俊寛はひとり島に残ることを決意し・替りに千鳥を乗せた今、彼には生への未練は一切ないのです。覚悟は出来ています。しかし、何とはなく人恋しさと云うか・ツンと来る寂しさが募ってきて、自然に足がツツ・・と動いてしまうのです。そこが人間の哀しいところです。しかし、決して生への未練を見せているのではないと云う感じですかねえ。「オーイ、オーイ」と船に向かって手を振っていても、別に「その船に乗せてくれ」と云っているわけではない。岩へよじ登る動きもバタバタする感じは一切なく、何だか影が動くような淡い印象がします。詞章には「思い切っても凡夫心・・」とありますけれど、そういう印象は淡くなっています。吉之助は吉右衛門の力の抜けた動きを見て一瞬驚いたのですが、幕切れの俊寛の無の表情を見て心底納得が出来ました。吉右衛門は筋書の演者の言葉のなかで、

『赦免船を見送った後の幕切れで、実父(初代白鸚)から「石になれ」と教わりました。俊寛は全てを忘れて身も心も天に委ねたのではと考えております』(中村吉右衛門:当月筋書の演者の言葉)

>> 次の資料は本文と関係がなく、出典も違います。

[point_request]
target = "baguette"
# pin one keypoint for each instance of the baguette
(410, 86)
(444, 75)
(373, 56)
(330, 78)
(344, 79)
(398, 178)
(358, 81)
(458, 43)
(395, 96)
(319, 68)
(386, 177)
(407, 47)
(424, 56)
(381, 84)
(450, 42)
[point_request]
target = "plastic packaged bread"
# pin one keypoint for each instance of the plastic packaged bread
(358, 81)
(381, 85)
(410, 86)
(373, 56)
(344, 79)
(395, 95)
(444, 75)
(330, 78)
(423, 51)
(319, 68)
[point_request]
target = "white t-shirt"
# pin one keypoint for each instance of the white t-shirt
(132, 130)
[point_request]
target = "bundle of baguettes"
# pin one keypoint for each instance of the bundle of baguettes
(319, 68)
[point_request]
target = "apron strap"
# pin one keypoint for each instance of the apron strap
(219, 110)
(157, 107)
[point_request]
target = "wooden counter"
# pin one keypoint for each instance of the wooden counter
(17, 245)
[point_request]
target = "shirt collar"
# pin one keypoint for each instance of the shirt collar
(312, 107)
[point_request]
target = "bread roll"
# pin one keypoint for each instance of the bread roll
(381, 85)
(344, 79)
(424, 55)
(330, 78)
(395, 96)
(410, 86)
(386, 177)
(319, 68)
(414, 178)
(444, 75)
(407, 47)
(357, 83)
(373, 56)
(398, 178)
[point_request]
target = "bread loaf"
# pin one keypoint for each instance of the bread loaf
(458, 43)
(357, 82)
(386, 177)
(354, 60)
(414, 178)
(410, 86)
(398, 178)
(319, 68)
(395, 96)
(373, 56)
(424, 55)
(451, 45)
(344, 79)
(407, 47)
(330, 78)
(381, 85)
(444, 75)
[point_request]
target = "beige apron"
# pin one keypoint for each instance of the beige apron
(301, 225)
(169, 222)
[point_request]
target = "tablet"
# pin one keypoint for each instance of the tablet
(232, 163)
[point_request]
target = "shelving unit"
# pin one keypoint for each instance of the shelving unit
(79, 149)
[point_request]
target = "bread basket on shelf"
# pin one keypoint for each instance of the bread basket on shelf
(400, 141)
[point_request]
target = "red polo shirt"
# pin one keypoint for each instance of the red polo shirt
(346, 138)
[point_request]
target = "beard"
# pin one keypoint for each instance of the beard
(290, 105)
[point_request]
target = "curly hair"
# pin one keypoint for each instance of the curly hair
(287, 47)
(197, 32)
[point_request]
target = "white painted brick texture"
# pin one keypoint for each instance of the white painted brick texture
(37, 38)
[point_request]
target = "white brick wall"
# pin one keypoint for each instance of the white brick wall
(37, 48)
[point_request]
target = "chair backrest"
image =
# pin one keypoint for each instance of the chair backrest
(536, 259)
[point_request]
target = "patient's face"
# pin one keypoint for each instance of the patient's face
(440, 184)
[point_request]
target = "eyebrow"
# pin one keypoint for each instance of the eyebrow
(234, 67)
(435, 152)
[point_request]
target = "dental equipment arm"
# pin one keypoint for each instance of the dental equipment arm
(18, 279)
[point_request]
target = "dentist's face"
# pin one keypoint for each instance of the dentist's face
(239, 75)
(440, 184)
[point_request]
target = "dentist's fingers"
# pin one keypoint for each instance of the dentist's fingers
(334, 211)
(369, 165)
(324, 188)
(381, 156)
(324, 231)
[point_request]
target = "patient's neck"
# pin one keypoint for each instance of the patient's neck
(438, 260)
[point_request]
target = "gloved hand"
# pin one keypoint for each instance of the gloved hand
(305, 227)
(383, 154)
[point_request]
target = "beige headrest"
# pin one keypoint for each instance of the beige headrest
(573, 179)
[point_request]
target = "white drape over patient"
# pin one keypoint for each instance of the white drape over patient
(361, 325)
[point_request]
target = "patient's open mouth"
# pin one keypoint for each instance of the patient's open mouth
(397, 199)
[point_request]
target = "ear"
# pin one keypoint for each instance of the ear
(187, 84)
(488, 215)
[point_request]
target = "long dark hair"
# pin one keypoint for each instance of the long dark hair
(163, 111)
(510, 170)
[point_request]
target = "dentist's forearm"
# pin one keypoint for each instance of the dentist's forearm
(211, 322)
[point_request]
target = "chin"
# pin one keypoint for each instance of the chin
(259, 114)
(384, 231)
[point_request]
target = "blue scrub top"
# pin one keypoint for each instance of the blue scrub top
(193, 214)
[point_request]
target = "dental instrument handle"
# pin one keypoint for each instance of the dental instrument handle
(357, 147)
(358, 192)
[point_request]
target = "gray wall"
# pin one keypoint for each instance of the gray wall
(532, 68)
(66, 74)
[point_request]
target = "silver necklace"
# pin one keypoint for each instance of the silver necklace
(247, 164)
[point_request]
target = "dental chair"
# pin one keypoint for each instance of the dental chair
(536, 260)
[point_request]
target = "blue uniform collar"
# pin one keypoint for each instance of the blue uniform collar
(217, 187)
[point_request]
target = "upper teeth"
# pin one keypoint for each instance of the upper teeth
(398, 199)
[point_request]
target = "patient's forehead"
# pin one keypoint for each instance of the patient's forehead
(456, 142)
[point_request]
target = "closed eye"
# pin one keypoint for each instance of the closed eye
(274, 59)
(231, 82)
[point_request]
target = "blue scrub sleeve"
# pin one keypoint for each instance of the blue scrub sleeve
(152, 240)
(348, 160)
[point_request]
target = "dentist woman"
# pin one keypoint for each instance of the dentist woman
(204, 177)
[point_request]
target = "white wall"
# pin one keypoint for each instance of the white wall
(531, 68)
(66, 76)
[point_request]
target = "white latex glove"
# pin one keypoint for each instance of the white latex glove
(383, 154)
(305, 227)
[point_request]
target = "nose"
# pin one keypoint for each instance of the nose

と書いています。その通りの幕切れでしたねえ。今回の「俊寛」は、この幕切れの感動に成果があったと思います。ただし先ほど「思い切っても凡夫心・・」という印象は淡くなったと書きましたが、これほど無の境地に達した俊寛であると、幕切れからさかのぼって、たとえ「自分の替わりに千鳥を船に乗せてやりたい」という意図があったにせよ、それが瀬尾を殺してしまう(丸本を見ると俊寛は瀬尾の首を斬り落とすことまでするのです)強い殺意が、この無の境地の俊寛から引き出されるものだろうかと云う疑問が生じるかと思います。結論から云えば、俊寛の瀬尾への殺意は、多分、俊寛がこの絶海の孤島に在っても片時も忘れることが無かった妻・東屋が京都で死んだことを知らされた失意から来るのでしょう。吉右衛門の俊寛は、そこのところを一段と重く見ているのです。その箇所を床本で見ますと、

「アヽこれ船に乗せて京へ遣る、今のを聞いたか、わが妻は入道殿の気に違ふて斬られしとや。三世の契りの女房死なせ、何楽しみにわれ一人、京の月花見たうもなし。二度の嘆きを見せんより、われを島に残し、代りにおことが乗つてたべ」

ですから動機に順番を振るのも何ですが、妻・東屋が京都で死んだと知って・もう京に帰る希望がなくなった・それならば替わりに千鳥を船に乗せてやろう・だから自分は島に残るということです。亡くなった愛妻への思いがすべての起点です。つまり吉右衛門の俊寛は「我が妻への愛に殉じた」ということになりましょうか。(この稿つづく)

(R2・11・14)


2)東屋と俊寛のドラマ

我が妻への愛に殉じた無の俊寛ということは、主人公である俊寛がひとり内面的な領域に入り込んでいくということです。そうなると「平家女護島」に見える時代物の構図は薄らいで、ドラマは世話物的な、等身大の悲劇の様相を呈することになるでしょう。これは確かにひとつの問題点で、吉之助のような原典主義者にはちょっと気になるところはあるのですが、吉右衛門がここまで突き詰めなければならなかったことも吉之助にはよく理解出来るのです。幕切れの吉右衛門の俊寛の表情を見れば、清盛への憎しみさえも消え、俊寛は絶対の孤独のなかで自らの内面に対しています。吉之助は前回(平成30年9月歌舞伎座)の吉右衛門の俊寛を「世話の俊寛」と形容しましたが、今回(令和2年11月国立劇場)ではさらに深化して、吉右衛門は世話の俊寛の究極のところを見せてくれました。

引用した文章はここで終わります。